Re: [PATCH] mkfs: acquire flock before modifying the device superblock

public inbox for linux-xfs@vger.kernel.org
 help / color / mirror / Atom feed

From: "Darrick J. Wong" <djwong@kernel.org>
To: Wu Guanghao <wuguanghao3@huawei.com>
Cc: cem@kernel.org, linux-xfs@vger.kernel.org,
	"liuzhiqiang (I)" <liuzhiqiang26@huawei.com>
Subject: Re: [PATCH] mkfs: acquire flock before modifying the device superblock
Date: Fri, 14 Oct 2022 08:38:18 -0700	[thread overview]
Message-ID: <Y0mCauklwsDwImi8@magnolia> (raw)
In-Reply-To: <b359751c-2397-bcd1-9065-583afb2f93ef@huawei.com>

On Fri, Oct 14, 2022 at 04:41:35PM +0800, Wu Guanghao wrote:
> We noticed that systemd has an issue about symlink unreliable caused by
> formatting filesystem and systemd operating on same device.
> Issue Link: https://github.com/systemd/systemd/issues/23746
> 
> According to systemd doc, a BSD flock needs to be acquired before
> formatting the device.
> Related Link: https://systemd.io/BLOCK_DEVICE_LOCKING/

TLDR: udevd wants fs utilities to use advisory file locking to
coordinate (re)writes to block devices to avoid collisions between mkfs
and all the udev magic.

Critically, udev calls flock(LOCK_SH | LOCK_NB) to trylock the device in
shared mode to avoid blocking on fs utilities; if the trylock fails,
they'll move on and try again later.  The old O_EXCL-on-blockdevs trick
will not work for that usecase (I guess) because it's not a shared
reader lock.  It's also not the file locking API.
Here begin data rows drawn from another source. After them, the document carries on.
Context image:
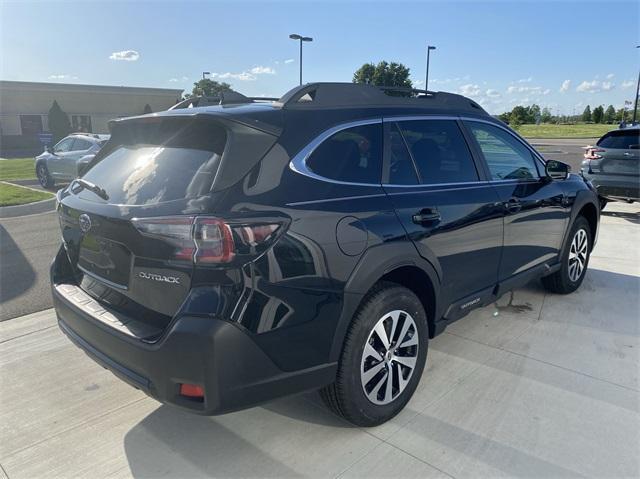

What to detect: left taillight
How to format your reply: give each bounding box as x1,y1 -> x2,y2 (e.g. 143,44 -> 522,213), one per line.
132,216 -> 282,265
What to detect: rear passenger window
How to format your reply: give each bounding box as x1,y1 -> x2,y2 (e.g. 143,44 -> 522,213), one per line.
597,130 -> 640,150
388,125 -> 418,185
306,124 -> 382,184
397,120 -> 478,185
466,121 -> 540,180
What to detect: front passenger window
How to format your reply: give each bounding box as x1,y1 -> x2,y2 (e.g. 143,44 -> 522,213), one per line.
466,121 -> 540,180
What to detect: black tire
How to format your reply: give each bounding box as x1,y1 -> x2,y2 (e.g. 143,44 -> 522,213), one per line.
320,282 -> 429,427
36,162 -> 56,188
598,197 -> 609,211
542,216 -> 592,294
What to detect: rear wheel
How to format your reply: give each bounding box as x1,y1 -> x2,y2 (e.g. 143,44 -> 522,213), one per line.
36,163 -> 55,188
320,283 -> 429,426
542,216 -> 591,294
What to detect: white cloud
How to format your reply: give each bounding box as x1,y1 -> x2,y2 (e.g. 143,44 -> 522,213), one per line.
458,83 -> 480,96
507,85 -> 542,93
49,75 -> 78,80
109,50 -> 140,62
576,80 -> 615,93
249,66 -> 276,75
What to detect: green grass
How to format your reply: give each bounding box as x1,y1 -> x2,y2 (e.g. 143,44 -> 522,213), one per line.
517,123 -> 617,138
0,183 -> 53,206
0,158 -> 36,181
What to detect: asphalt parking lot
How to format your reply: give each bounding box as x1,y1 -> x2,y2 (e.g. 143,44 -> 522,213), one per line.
0,203 -> 640,479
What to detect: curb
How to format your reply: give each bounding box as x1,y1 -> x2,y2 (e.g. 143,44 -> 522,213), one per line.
0,197 -> 56,218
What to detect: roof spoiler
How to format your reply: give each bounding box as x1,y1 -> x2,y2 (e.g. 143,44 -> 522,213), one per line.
169,90 -> 278,110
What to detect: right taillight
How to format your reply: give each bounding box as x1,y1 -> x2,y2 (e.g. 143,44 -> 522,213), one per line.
584,148 -> 605,160
132,216 -> 282,264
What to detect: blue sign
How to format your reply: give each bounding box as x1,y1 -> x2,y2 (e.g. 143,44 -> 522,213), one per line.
38,133 -> 53,145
> So we acquire flock after opening the device but before
> writing superblock.

xfs_db and xfs_repair can write to the filesystem too; shouldn't this
locking apply to them as well?

> Signed-off-by: wuguanghao <wuguanghao3@huawei.com>
> ---
>  mkfs/xfs_mkfs.c | 26 ++++++++++++++++++++++++++
>  1 file changed, 26 insertions(+)
> 
> diff --git a/mkfs/xfs_mkfs.c b/mkfs/xfs_mkfs.c
> index 9dd0e79c..b83cb043 100644
> --- a/mkfs/xfs_mkfs.c
> +++ b/mkfs/xfs_mkfs.c
> @@ -13,6 +13,7 @@
>  #include "libfrog/crc32cselftest.h"
>  #include "proto.h"
>  #include <ini.h>
> +#include <sys/file.h>
> 
>  #define TERABYTES(count, blog) ((uint64_t)(count) << (40 - (blog)))
>  #define GIGABYTES(count, blog) ((uint64_t)(count) << (30 - (blog)))
> @@ -2758,6 +2759,30 @@ _("log stripe unit (%d bytes) is too large (maximum is 256KiB)\n"
> 
>  }
> 
> +static void
> +lock_device(dev_t dev, int flag, char *name)
> +{
> +       int fd = libxfs_device_to_fd(dev);
> +       int readonly = flag & LIBXFS_ISREADONLY;
> +
> +       if (!readonly && fd > 0)
> +               if (flock(fd, LOCK_EX) != 0) {
> +                       fprintf(stderr, "%s: failed to get lock.\n", name);
> +                       exit(1);
> +               }

So yes, this belongs in libxfs_device_open.

If we're opening the bdevs in readonly mode, shouldn't we take LOCK_SH
to prevent mkfs from colliding with (say) xfs_metadump?

Bonus question: Shouldn't the /kernel/ also effectively be taking
LOCK_SH when it opens the bdevs to mount the filesystem?

--D

> +}
> +
> +static void
> +lock_devices(struct libxfs_xinit *xi)
> +{
> +       if (!xi->disfile)
> +               lock_device(xi->ddev, xi->dcreat, xi->dname);
> +       if (xi->logdev && !xi->lisfile)
> +               lock_device(xi->logdev, xi->lcreat, xi->logname);
> +       if (xi->rtdev && !xi->risfile)
> +               lock_device(xi->rtdev, xi->rcreat, xi->rtname);
> +}
> +
>  static void
>  open_devices(
>         struct mkfs_params      *cfg,
> @@ -4208,6 +4233,7 @@ main(
>          * Open and validate the device configurations
>          */
>         open_devices(&cfg, &xi);
> +       lock_devices(&xi);
>         validate_overwrite(dfile, force_overwrite);
>         validate_datadev(&cfg, &cli);
>         validate_logdev(&cfg, &cli, &logfile);
> --
> 2.27.0

next prev parent reply	other threads:[~2022-10-14 15:38 UTC|newest]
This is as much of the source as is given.